What, for example, are the general social standards in force at the time concerning the sorts of decisions it is acceptable for parents to make; and how should we go about identifying them? Are practitioners expected to take the Guardian and the Daily Mail, and to watch both Newsnight and Jeremy Kyle? And is a code of practice really the right place for such a far-reaching proclamation? If parental consent is no longer to be a sound basis for medical treatment given to a child, why doesn’t the Government say so explicitly, in legislation?
In cases of doubt, professionals are advised to take legal advice, “so that account may be taken of the most recent case law.” This is because the Government no longer regards the Nielsen decision as reliable. The most recent case law, however, supports Nielsen: the decision was another of the golden oldies revived by the House of Lords in Austin. Does that mean, therefore, that on the basis of the Code of Practice, parental consent is still sovereign after all?
And finally: is a decision about cancer surgery really – and by reason only of its magnitude – beyond the remit of a child’s parent? If it is, can we say with any degree of certainty that such a state-of-affairs is itself consistent with the general social standards concerning the sorts of decisions it is acceptable for parents to make?

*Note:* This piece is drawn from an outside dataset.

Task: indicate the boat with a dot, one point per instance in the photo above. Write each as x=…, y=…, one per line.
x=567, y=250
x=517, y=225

These changes are worryingly vague, both in their implications and in their own terms. But if each change is taken at face value, it produces some results that are startlingly clear.
If, ultimately, a judge is to decide whether a child can have medical treatment, a vulnerable adult be protected or incapable person deprived of liberty, a great measure of professional discretion will have to be surrendered. And if the judge that makes such decisions sits in the Court of Protection or the Family Division, and not the High Court, his or her remit will be wider and the yardstick will be merits, not reasonableness.
This will change the practice across wide areas of health and welfare law, so that the judge ceases to be a simple reviewer of public decisions and becomes instead a primary decision-maker. It would be understandable if, in these times of travail, there were to be a loss of faith in professionals. But it’s still a bit of shock to realise that as far as the government is concerned, we are all bankers now.